Former Oslo metro station

Vestgrensa (originally Ullevål Haveby) was a light rail station on the Sognsvann Line of the Oslo Metro in Norway. It opened on 10 October 1934, and was located between Blindern and Ullevål stadion stations. In the early 1990s, when the Sognsvann Line was upgraded from light rail to full metro standard, the station was reconstructed. It was closed on 22 August 1999, when it was replaced by the new station Forskningsparken.

==History==
Ullevål Haveby station opened on 10 October 1934, when Akersbanerne had built a light rail line from Majorstuen to Sognsvann. The line was double-tracked from Majorstuen to Korsvoll (now Østhorn), and single-tracked from there to Sognsvann. On 21 February 1939, the section from Korsvoll to Sognsvann was upgraded to double tracks, and the station Korsvoll had its name changed to Østhorn. Ullevål Haveby station changed also name, to Vestgrensa, to avoid confusion with the northbound Ullevål stadion station.

Vestgrensa was part of Holmenkolbanen's operating network until 1975, when the municipality of Oslo bought all the company's stock. In the early 1990s, the stations on the Sognsvann Line were upgraded to metro standard, which involved a heightening and lengthening of the platforms, and installation of a third rail power supply and a new signaling system. The electrified third rail made it impossible for passengers to cross at track level, and under- or overpasses had to be built at all stations.
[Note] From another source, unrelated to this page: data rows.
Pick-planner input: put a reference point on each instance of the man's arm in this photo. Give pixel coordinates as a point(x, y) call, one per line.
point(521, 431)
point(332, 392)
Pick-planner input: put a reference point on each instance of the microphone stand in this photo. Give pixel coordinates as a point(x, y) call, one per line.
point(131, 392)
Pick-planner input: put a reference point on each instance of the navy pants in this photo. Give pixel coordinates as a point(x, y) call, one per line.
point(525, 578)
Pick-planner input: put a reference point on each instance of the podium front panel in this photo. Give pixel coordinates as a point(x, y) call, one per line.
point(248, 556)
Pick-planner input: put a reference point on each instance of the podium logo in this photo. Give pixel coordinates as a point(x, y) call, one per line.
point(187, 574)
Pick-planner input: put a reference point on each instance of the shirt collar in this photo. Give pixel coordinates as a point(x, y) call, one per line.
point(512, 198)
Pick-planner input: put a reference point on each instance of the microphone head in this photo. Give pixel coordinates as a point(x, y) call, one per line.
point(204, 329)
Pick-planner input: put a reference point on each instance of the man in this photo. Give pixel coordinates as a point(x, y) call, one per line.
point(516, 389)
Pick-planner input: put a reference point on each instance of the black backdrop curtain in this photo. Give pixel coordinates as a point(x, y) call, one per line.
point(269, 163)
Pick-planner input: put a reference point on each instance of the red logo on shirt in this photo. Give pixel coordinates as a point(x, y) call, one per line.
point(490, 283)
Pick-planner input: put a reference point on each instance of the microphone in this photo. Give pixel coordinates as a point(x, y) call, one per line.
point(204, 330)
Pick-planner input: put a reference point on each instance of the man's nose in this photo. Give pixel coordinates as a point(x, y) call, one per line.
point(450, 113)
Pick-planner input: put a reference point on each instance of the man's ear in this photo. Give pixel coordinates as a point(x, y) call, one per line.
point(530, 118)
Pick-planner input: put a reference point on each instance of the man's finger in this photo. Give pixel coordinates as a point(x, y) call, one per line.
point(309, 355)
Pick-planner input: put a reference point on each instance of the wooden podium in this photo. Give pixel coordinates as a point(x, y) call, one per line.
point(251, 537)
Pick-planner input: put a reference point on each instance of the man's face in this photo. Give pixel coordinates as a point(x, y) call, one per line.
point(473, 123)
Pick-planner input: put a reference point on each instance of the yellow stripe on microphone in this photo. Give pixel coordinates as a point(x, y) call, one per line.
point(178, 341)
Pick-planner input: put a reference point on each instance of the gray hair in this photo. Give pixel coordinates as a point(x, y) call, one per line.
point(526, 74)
In 1992, the transport authorities of Oslo decided to close Nordberg and Frøen stations, on the grounds that these stations were too expensive to maintain. The platforms at Vestgrensa were moved a few metres to adjust to the metro trains. Seven years later, on 22 August 1999, Vestgrensa was closed and replaced with the newly opened Forskningsparken Station.

==Location==
Vestgrensa was located in the Ullevål Hageby neighbourhood in Oslo, between the Oslo Innovation Center (Forskningsparken) and the football stadium Ullevaal Stadion. The station was positioned on an elevated embankment, some metres from a bridge over a pedestrian walkway also named Vestgrensa. The station served the residential area in Ullevål Hageby, as well as the University of Oslo at Blindern. A scout hut was in many years located close to the station.